The most common setup pairs ScalaCheck with ScalaTest:

import org.scalatest.flatspec.AnyFlatSpec
import org.scalatest.matchers.should.Matchers
import org.scalatestplus.scalacheck.ScalaCheckPropertyChecks

class UserServicePropertySpec extends AnyFlatSpec
    with Matchers
    with ScalaCheckPropertyChecks {

  implicit val arbUser: Arbitrary[User] = Arbitrary(genUser)

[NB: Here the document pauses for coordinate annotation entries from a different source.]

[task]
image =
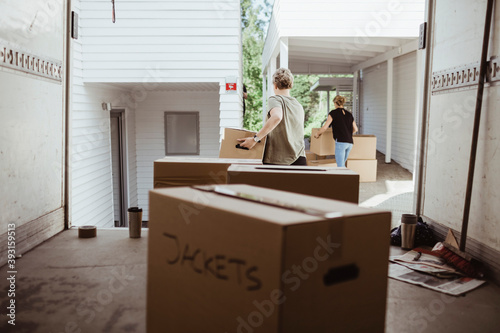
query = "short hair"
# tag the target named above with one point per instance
(339, 100)
(283, 78)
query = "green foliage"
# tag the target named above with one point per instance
(253, 38)
(253, 44)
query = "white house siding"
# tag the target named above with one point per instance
(91, 181)
(166, 41)
(150, 131)
(374, 107)
(153, 46)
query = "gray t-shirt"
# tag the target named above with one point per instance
(285, 143)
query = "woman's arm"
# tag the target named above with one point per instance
(271, 123)
(325, 127)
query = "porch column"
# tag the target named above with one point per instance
(388, 137)
(355, 97)
(264, 96)
(284, 52)
(271, 68)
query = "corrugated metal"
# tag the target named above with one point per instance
(450, 127)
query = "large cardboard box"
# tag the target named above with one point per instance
(367, 169)
(326, 182)
(324, 145)
(229, 141)
(187, 171)
(223, 264)
(364, 147)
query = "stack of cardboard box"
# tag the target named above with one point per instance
(362, 158)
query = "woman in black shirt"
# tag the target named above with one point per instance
(343, 126)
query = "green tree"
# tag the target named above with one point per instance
(253, 44)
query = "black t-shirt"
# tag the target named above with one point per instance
(342, 125)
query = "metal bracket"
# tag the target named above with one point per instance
(460, 77)
(15, 58)
(464, 77)
(493, 73)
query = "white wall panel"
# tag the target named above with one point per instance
(373, 106)
(403, 113)
(188, 41)
(92, 192)
(150, 132)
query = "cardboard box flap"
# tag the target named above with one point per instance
(212, 160)
(262, 211)
(291, 169)
(187, 171)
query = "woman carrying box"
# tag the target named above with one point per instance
(343, 127)
(284, 127)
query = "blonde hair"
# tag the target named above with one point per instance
(283, 78)
(339, 100)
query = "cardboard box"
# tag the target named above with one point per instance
(367, 169)
(326, 182)
(324, 145)
(310, 156)
(223, 264)
(229, 141)
(329, 162)
(364, 148)
(187, 171)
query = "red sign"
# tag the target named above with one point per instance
(230, 86)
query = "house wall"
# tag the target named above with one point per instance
(91, 178)
(32, 139)
(450, 124)
(374, 107)
(150, 132)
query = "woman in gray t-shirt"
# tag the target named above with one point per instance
(284, 127)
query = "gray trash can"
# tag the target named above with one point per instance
(134, 222)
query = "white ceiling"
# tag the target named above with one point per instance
(323, 55)
(161, 86)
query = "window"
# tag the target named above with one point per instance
(182, 133)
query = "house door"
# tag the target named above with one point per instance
(118, 170)
(33, 90)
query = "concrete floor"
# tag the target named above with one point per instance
(69, 284)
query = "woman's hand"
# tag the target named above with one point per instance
(247, 142)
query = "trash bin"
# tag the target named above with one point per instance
(134, 222)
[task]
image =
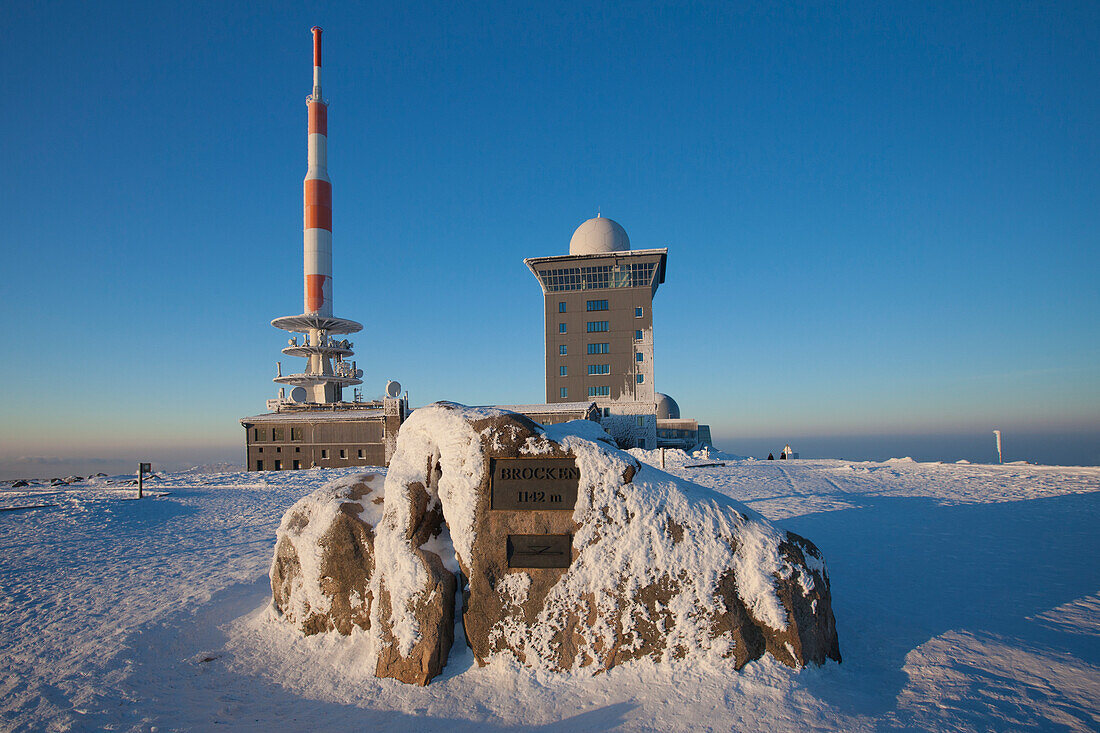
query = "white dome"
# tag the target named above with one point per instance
(598, 236)
(667, 407)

  "UserService.validate" should "accept all valid users" in {
    forAll { (user: User) =>
      UserService.validate(user) shouldBe Right(user)
    }
  }

  "UserService.validate" should "reject users under 18" in {
    forAll(genUser.map(_.copy(age = 17))) { user =>
      UserService.validate(user) shouldBe a[Left[_, _]]
    }
  }

  "sorting" should "be idempotent" in {
    forAll { (list: List[Int]) =>
      val sorted = list.sorted
      sorted.sorted shouldEqual sorted
    }
  }
}

Configuring Test Parameters

import org.scalacheck.Test.Parameters

// More runs for critical properties
forAll(minSuccessful(1000)) { (s: String) =>
  s.length >= 0
}

// ScalaTestPlus configuration
implicit override val generatorDrivenConfig =
  PropertyCheckConfiguration(minSuccessful = 500)

Or globally in build.sbt:

Test / testOptions += Tests.Argument(TestFrameworks.ScalaCheck, "-minSuccessfulTests", "500")

Common Property Patterns

Encode/decode round-trips:

forAll { (s: String) =>
  Base64.decode(Base64.encode(s)) == s
}

Sort properties:

forAll { (list: List[Int]) =>
  val sorted = list.sorted
  sorted.zip(sorted.tail).forall { case (a, b) => a <= b }
}

Idempotence:

forAll { (list: List[Int]) =>
  list.distinct.distinct == list.distinct
}

Size invariants:

forAll { (list: List[Int], pred: Int => Boolean) =>
  list.filter(pred).length <= list.length
}

When to Use ScalaCheck

Property tests excel for:

  • Pure functions — parsers, encoders, math utilities
  • Data structures — sorting, searching, set operations
  • Protocol implementations — serialization formats
  • Validation logic — ensure validators reject all invalid inputs

They're less useful for:

  • Code with complex side effects or I/O
  • Business rules that are inherently example-based ("if user is in EU, apply VAT")
  • Tests where generating realistic domain data is prohibitively expensive

Testing Full Application Behavior

ScalaCheck tests Scala logic in isolation. For verifying your full application — including front-end interactions, API responses, and database roundtrips — HelpMeTest provides browser-level test automation. ScalaCheck catches property violations in your core logic; HelpMeTest catches integration failures in your live system.

Summary

ScalaCheck brings rigorous property-based testing to Scala:

  • Automatic input generation — 100+ random test cases per property
  • Shrinking — failures reduced to minimal examples automatically
  • Custom generators — model your domain types precisely
  • ScalaTest/Specs2 integration — works in your existing test framework
  • ==> implication — condition properties on valid inputs

Write your first property for a pure function: find an invariant that always holds, express it with forAll, and let ScalaCheck find the edge cases you missed.